K-fold Cross-Validation

Cross-validation is an approach that you can use to estimate the performance of a machine learning algorithm with less variance than a single train-test set split. It works by splitting the dataset into k-parts (e.g. k = 5 or k = 10). Each split of the data is called a fold. The algorithm is trained on k > 1 folds with one held back and tested on the held back fold. This is repeated so that each fold of the dataset is given a chance to be the held back test set. After running cross-validation you end up with k different performance scores that you can summarize using a mean and a standard deviation.

The result is a more reliable estimate of the performance of the algorithm on new data. It is more accurate because the algorithm is trained and evaluated multiple times on different data.

The choice of k must allow the size of each test partition to be large enough to be a reasonable sample of the problem, whilst allowing enough repetitions of the train-test evaluation of the algorithm to provide a fair estimate of the algorithms performance on unseen data. For modest sized datasets in the thousands or tens of thousands of records, k values of 3, 5 and 10 are common. In the example below we use 10-fold cross-validation.

num_folds = 10
seed = 7
kfold = KFold(n_splits=num_folds, random_state=seed)
model = LogisticRegression()
results = cross_val_score(model, X, Y, cv=kfold)

Leave One Out Cross-Validation

You can configure cross-validation so that the size of the fold is 1 (k is set to the number of observations in your dataset). This variation of cross-validation is called leave-one-out cross-validation.

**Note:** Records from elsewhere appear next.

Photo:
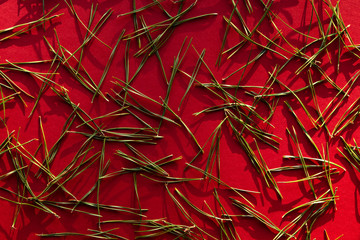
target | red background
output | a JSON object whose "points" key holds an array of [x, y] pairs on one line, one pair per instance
{"points": [[235, 167]]}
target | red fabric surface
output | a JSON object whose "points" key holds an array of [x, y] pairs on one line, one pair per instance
{"points": [[234, 168]]}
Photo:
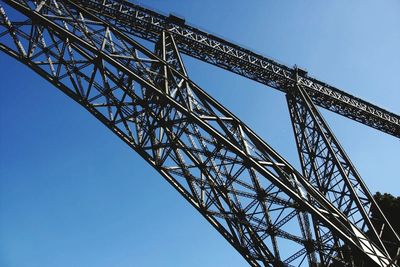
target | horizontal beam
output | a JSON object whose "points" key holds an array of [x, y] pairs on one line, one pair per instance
{"points": [[148, 24]]}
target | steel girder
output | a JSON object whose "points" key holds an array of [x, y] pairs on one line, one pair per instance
{"points": [[325, 164], [147, 24], [246, 190]]}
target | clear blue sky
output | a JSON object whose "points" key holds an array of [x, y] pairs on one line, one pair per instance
{"points": [[72, 194]]}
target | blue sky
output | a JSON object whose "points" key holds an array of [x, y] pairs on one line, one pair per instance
{"points": [[73, 194]]}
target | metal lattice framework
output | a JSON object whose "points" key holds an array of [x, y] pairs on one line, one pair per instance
{"points": [[270, 213]]}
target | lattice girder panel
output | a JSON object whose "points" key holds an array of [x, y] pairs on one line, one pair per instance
{"points": [[325, 164], [250, 194]]}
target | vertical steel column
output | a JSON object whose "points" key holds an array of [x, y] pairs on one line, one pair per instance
{"points": [[326, 165]]}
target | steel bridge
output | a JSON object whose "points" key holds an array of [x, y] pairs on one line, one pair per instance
{"points": [[272, 214]]}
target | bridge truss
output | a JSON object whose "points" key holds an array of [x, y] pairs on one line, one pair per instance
{"points": [[269, 212]]}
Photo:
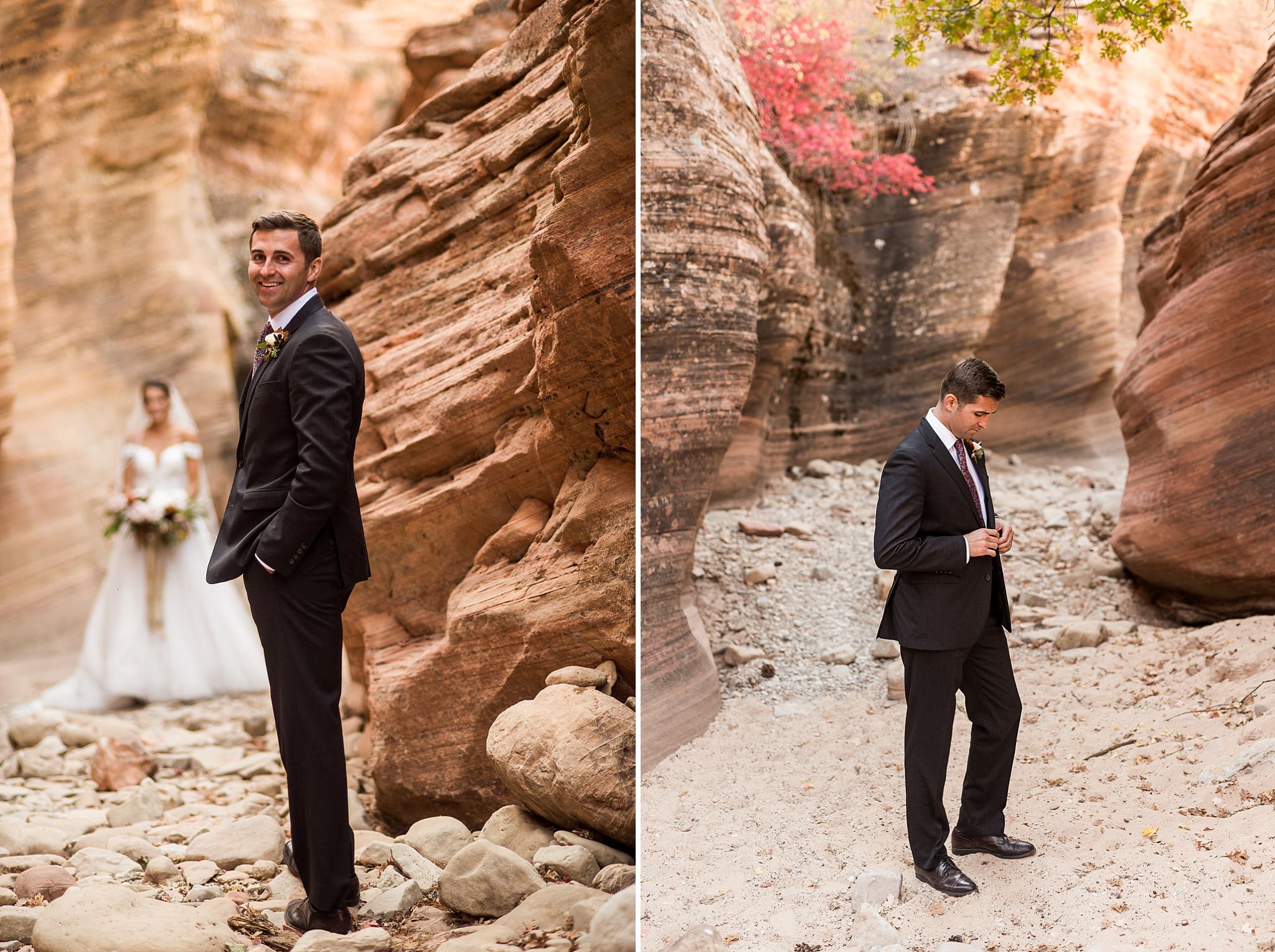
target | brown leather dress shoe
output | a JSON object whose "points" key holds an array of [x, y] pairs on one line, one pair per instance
{"points": [[948, 879], [303, 917], [1000, 847]]}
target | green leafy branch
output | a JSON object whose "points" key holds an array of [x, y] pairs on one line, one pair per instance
{"points": [[1029, 42]]}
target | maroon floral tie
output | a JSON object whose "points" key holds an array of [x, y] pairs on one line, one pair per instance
{"points": [[969, 478], [259, 355]]}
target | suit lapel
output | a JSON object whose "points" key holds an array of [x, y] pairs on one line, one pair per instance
{"points": [[945, 459], [313, 305]]}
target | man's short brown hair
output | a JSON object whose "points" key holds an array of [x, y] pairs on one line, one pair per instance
{"points": [[969, 380], [299, 222]]}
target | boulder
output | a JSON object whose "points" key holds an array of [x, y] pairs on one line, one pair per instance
{"points": [[615, 927], [413, 865], [96, 862], [371, 940], [34, 727], [142, 807], [27, 839], [615, 877], [438, 839], [110, 918], [524, 395], [240, 841], [486, 880], [570, 755], [578, 676], [603, 854], [518, 830]]}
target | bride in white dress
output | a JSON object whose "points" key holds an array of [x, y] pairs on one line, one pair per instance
{"points": [[205, 643]]}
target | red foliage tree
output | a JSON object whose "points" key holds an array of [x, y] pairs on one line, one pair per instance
{"points": [[801, 74]]}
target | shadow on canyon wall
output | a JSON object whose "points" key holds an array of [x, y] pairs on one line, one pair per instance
{"points": [[482, 253]]}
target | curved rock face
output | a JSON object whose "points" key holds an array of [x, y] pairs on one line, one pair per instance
{"points": [[8, 297], [704, 257], [1024, 254], [482, 255], [147, 137], [1195, 397], [118, 278]]}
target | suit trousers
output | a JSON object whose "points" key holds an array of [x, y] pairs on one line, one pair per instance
{"points": [[931, 679], [299, 622]]}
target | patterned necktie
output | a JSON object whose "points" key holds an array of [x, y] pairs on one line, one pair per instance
{"points": [[259, 355], [969, 478]]}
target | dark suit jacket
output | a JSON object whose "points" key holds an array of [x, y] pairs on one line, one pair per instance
{"points": [[294, 487], [923, 509]]}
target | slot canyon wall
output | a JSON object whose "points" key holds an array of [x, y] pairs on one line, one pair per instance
{"points": [[849, 313], [484, 257], [146, 138], [1025, 254], [1199, 389]]}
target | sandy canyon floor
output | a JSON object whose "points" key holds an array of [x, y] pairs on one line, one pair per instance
{"points": [[1146, 768]]}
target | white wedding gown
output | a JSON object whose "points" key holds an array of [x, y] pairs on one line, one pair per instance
{"points": [[208, 644]]}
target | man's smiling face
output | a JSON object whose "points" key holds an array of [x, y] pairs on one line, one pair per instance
{"points": [[278, 270]]}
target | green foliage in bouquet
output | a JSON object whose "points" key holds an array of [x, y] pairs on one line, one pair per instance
{"points": [[1029, 42]]}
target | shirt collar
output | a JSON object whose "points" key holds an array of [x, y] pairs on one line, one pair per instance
{"points": [[944, 432], [281, 320]]}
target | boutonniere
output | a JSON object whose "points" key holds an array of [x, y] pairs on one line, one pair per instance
{"points": [[272, 343]]}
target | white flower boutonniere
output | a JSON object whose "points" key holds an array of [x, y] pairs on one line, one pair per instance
{"points": [[272, 344]]}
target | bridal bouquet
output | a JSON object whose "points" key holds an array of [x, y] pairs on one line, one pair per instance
{"points": [[162, 518]]}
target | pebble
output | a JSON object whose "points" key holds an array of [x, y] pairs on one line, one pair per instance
{"points": [[737, 656], [877, 887], [603, 854], [394, 903], [842, 654], [885, 649], [374, 940]]}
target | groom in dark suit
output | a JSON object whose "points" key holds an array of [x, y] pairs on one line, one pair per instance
{"points": [[948, 611], [293, 529]]}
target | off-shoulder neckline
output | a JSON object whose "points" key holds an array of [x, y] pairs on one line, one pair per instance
{"points": [[157, 455]]}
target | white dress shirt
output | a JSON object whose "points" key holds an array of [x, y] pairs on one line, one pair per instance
{"points": [[950, 441], [280, 321]]}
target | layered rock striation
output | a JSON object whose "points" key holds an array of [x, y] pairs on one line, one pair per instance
{"points": [[1024, 254], [1195, 394], [704, 260], [147, 137], [484, 257], [788, 324], [8, 297]]}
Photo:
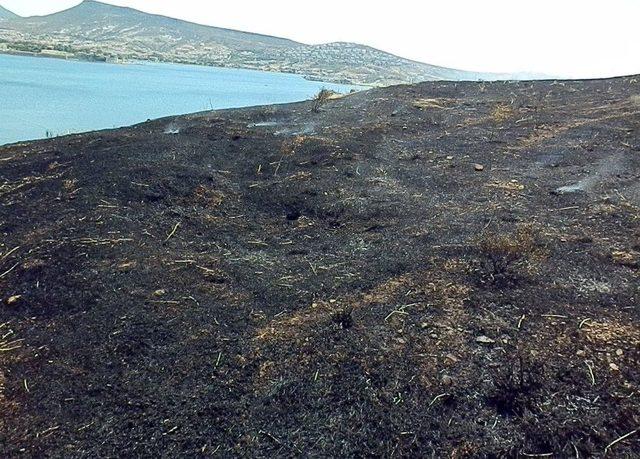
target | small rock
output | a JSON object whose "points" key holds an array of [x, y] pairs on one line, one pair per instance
{"points": [[13, 299], [451, 358], [484, 340]]}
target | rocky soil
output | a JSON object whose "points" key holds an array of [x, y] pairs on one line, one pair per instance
{"points": [[440, 270]]}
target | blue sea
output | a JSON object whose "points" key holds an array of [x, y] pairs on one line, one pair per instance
{"points": [[40, 97]]}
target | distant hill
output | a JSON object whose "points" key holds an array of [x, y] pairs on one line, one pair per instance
{"points": [[105, 32], [6, 14]]}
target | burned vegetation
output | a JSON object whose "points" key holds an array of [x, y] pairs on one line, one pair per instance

The result is a large number of performance measures that can be summarized in an effort to give a more reasonable estimate of the accuracy of your model on unseen data. A downside is that it can be a computationally more expensive procedure than k-fold cross-validation. In the example below we use leave-one-out cross-validation.

from sklearn.model_selection import LeaveOneOut
from sklearn.model_selection import cross_val_score
from sklearn.linear_model import LogisticRegression
leaveoneout = LeaveOneOut()
model = LogisticRegression()
results = cross_val_score(model, X, Y, cv= leaveoneout)

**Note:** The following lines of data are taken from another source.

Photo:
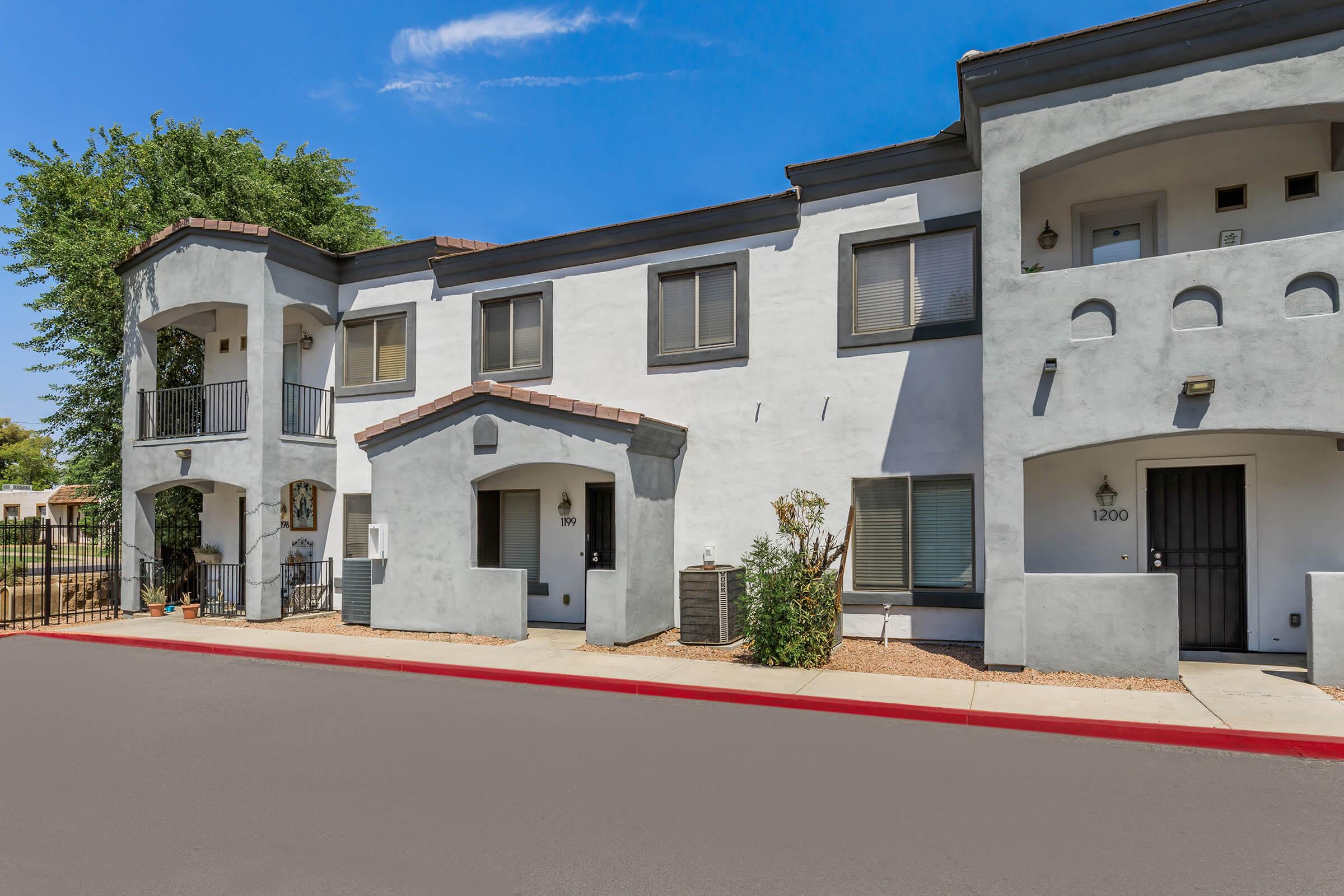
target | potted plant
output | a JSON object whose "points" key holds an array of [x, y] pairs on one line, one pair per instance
{"points": [[155, 598], [209, 553]]}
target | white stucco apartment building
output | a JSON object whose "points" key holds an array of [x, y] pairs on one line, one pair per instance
{"points": [[1131, 449]]}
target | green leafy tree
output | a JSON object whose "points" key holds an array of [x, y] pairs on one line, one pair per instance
{"points": [[78, 216], [27, 457]]}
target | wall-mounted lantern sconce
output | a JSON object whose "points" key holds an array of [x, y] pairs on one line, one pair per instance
{"points": [[1047, 237], [1198, 386], [1107, 494]]}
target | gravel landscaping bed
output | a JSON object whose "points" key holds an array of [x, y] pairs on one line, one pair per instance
{"points": [[331, 624], [899, 659]]}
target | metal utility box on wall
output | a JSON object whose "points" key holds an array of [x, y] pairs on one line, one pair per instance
{"points": [[355, 590], [710, 598]]}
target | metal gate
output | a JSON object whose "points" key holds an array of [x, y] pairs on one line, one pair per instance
{"points": [[58, 573], [175, 568]]}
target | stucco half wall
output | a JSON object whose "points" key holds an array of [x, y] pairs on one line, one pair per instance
{"points": [[1326, 629], [424, 491], [1104, 624]]}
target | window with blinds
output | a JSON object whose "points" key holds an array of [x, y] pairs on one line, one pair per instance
{"points": [[375, 351], [913, 534], [941, 524], [511, 334], [521, 533], [698, 309], [358, 516], [882, 535], [925, 280]]}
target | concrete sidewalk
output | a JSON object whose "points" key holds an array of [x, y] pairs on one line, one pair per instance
{"points": [[1233, 692]]}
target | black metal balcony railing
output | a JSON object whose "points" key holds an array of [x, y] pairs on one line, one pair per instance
{"points": [[310, 410], [306, 587], [213, 409]]}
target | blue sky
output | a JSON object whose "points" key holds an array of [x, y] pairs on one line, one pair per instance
{"points": [[505, 122]]}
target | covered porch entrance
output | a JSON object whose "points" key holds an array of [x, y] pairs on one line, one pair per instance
{"points": [[556, 521], [503, 507], [1238, 517]]}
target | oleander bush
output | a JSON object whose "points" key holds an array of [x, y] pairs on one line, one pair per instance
{"points": [[790, 605]]}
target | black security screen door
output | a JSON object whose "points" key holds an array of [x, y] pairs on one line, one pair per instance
{"points": [[1197, 528], [601, 526]]}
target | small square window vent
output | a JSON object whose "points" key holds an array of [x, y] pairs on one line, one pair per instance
{"points": [[1230, 198], [1301, 186]]}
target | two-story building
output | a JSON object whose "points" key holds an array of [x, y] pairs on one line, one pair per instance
{"points": [[1070, 361]]}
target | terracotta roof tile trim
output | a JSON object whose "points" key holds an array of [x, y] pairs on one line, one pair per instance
{"points": [[73, 494], [452, 244], [514, 394]]}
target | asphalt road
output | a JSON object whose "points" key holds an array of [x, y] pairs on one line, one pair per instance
{"points": [[140, 772]]}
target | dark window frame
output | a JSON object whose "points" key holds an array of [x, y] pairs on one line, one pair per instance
{"points": [[916, 595], [740, 349], [846, 338], [546, 289], [384, 388]]}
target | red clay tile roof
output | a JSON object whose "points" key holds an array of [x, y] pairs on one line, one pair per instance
{"points": [[73, 494], [515, 394], [442, 245]]}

Repeated Random Test-Train Splits

Another variation on k-fold cross-validation is to create a random split of the data like the train/test split described above, but repeat the process of splitting and evaluation of the algorithm multiple times, like cross-validation. This has the speed of using a train/test split and the reduction in variance in the estimated performance of k-fold cross-validation. You can also repeat the process many more times as needed to improve the accuracy. A down side is that repetitions may include much of the same data in the train or the test split from run to run, introducing redundancy into the evaluation. The example below splits the data into a 67%/33% train/test split and repeats the process 10 times.

kfold = ShuffleSplit(n_splits=n_splits, test_size=test_size, random_state=seed)
model = LogisticRegression()
results = cross_val_score(model, X, Y, cv=kfold)

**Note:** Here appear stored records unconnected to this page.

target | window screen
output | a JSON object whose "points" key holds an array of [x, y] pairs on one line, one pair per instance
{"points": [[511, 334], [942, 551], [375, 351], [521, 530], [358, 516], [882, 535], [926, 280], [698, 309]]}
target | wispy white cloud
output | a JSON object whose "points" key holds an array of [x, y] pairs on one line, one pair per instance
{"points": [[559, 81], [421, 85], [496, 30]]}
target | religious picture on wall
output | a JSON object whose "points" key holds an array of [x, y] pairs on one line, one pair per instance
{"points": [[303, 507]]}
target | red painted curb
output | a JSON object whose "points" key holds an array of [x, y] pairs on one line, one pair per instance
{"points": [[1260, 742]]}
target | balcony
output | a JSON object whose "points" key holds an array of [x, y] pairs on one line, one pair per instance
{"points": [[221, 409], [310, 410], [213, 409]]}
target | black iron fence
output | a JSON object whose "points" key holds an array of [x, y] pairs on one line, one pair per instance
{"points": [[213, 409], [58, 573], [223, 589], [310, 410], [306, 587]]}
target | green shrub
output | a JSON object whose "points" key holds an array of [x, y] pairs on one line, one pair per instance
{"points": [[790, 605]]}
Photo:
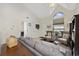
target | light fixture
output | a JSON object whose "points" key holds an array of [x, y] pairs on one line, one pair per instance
{"points": [[51, 5]]}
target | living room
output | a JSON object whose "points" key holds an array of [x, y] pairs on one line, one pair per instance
{"points": [[37, 21]]}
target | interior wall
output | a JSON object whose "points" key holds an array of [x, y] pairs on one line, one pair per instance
{"points": [[12, 17], [45, 23], [67, 16]]}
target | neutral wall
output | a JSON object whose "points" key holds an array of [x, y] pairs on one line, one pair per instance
{"points": [[12, 17]]}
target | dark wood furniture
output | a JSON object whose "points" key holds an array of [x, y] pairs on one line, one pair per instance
{"points": [[18, 50]]}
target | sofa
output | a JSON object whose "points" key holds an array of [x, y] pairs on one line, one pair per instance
{"points": [[43, 48]]}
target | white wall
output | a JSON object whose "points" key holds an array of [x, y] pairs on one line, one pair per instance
{"points": [[44, 23], [12, 17], [67, 16]]}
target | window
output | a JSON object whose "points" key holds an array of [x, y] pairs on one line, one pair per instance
{"points": [[58, 21]]}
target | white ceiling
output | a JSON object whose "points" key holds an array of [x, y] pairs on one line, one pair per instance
{"points": [[42, 10], [39, 9], [69, 6]]}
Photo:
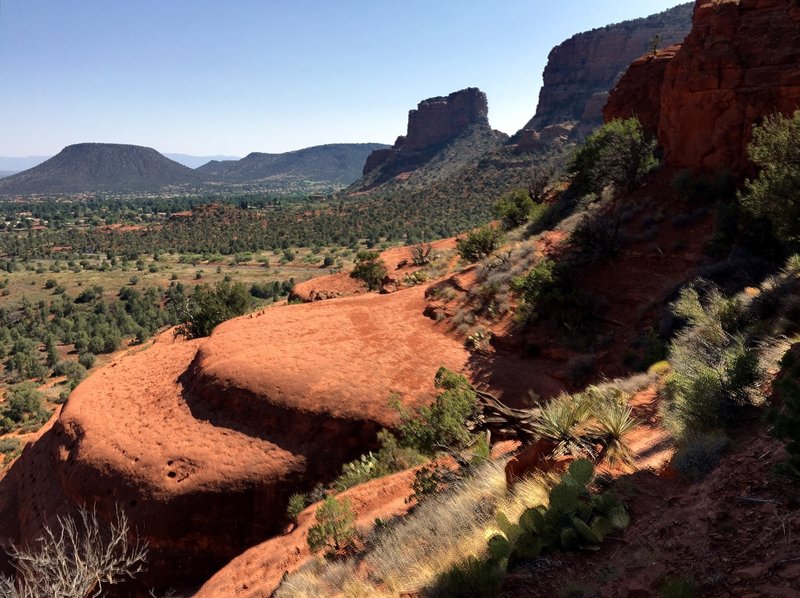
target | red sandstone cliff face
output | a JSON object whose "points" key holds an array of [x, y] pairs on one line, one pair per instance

What Techniques to Use When

This section lists some tips to consider what re-sampling technique to use in different circumstances.

Generally k-fold cross-validation is the gold standard for evaluating the performance of a machine learning algorithm on unseen data with k set to 3, 5, or 10.
Using a train/test split is good for speed when using a slow algorithm and produces performance estimates with lower bias when using large datasets.
Techniques like leave-one-out cross-validation and repeated random splits can be useful intermediates when trying to balance variance in the estimated performance, model training speed and dataset size.

The best advice is to experiment and find a technique for your problem that is fast and produces reasonable estimates of performance that you can use to make decisions. If in doubt, use 10-fold cross-validation.